Running ES 1.6.0 on Windows 2008 R2 Java 1.8_45 G1GC Setup
I have 4 nodes and each are: 32 cores 128GB RAM and 5TB Fusion IO
ES_HEAP_SIZE=30GB per node
6 "monthly" indexes of 8 shards + 1 replica
1.3 Billion Docs 13TB (includes backup)
4k-12k doc size avg
Shards are about 150GB each
All doc values
I have 1 fairly big aggregation.
- Pre filtered by 1 single "user id"
- Over 6 month period (all indexes)
- 29 aggregation, none nested
- All aggs are either sum or avg
- It's all doc values no field data cache.
When I run this query in Sense it takes about 10 seconds to produce. I guess that ok.
Then I run a load balanced "stress" test to all 4 nodes using JMeter to run a single sum agg, filtered by user and a random single date. That works fine.... but then I go back and I run the Big aggregation above and it takes 600 seconds to complete. I see 1 node IOPS spiking to 10K while 2 others are idle and other running at 2K.
I'm not running any other operations like bulk or anything like that. I wait for one test to finish to run the other.
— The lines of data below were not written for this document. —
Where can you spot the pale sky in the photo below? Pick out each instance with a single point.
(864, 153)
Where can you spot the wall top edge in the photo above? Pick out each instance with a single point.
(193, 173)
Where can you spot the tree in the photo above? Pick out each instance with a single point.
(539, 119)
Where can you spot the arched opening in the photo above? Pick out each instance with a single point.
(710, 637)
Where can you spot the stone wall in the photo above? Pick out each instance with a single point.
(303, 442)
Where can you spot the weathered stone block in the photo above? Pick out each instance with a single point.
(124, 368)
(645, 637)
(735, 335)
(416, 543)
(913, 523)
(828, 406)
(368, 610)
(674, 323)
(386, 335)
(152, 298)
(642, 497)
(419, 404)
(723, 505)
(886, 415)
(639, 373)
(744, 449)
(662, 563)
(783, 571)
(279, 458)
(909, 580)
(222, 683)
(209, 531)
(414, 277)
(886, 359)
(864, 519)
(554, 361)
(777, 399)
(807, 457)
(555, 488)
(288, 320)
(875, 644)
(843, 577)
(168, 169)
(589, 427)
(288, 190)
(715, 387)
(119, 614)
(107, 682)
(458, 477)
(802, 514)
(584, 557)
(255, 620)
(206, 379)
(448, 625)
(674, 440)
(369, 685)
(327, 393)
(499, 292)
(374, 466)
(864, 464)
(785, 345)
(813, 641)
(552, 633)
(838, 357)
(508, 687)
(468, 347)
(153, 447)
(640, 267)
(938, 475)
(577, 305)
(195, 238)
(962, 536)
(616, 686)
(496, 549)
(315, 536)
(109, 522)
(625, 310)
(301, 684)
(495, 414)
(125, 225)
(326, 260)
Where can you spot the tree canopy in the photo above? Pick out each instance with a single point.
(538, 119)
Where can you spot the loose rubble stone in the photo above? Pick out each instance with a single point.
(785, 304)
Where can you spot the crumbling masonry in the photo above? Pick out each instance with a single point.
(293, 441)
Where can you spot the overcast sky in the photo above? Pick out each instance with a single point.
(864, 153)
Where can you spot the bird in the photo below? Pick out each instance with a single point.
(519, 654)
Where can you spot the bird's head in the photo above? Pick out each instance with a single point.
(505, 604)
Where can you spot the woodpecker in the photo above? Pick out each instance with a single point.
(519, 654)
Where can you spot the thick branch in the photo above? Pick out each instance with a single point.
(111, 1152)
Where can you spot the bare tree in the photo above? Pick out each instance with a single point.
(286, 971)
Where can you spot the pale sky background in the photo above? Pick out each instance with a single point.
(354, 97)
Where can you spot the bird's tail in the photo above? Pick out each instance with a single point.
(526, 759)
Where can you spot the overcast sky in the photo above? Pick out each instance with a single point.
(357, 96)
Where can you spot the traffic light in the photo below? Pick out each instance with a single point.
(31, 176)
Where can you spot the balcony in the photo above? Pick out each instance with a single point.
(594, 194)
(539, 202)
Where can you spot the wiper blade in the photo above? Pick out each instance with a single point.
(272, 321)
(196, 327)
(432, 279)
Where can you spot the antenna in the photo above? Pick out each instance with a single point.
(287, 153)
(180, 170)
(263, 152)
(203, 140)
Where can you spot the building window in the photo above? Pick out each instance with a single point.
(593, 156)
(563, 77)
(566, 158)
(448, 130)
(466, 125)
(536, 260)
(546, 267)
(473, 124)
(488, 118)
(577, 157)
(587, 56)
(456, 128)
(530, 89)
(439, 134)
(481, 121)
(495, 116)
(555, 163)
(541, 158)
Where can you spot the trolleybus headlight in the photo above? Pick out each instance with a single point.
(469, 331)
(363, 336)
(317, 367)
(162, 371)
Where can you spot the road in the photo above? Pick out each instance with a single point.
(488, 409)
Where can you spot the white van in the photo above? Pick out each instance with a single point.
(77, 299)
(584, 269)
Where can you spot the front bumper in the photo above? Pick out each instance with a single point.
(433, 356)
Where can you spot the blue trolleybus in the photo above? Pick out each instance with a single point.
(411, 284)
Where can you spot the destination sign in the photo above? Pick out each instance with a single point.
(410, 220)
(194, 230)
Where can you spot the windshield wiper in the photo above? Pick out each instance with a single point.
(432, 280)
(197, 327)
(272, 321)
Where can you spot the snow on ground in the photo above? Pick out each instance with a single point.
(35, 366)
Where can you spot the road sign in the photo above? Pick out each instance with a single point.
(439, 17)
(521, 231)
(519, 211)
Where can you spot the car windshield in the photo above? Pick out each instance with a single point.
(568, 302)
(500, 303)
Apart the standard recovery cluster settings I haven't configured anything else it's all default for searches.
I also see that All nodes have almost 100% meme usage so 30GB for ES process and then the rest is mapped files.
I have noticed quite erratic performance with queries lately. Querie sthat used to take 2-3 seconds taking 600 seconds +
I looked at 1 node.
Working Set: 127GB
Memory Primary: 22GB
Commit Size: 41GB
Paged Pool: 7GB
Non Paged: 1GB
Page Faults: 450,000,000
PF Deltas: 15K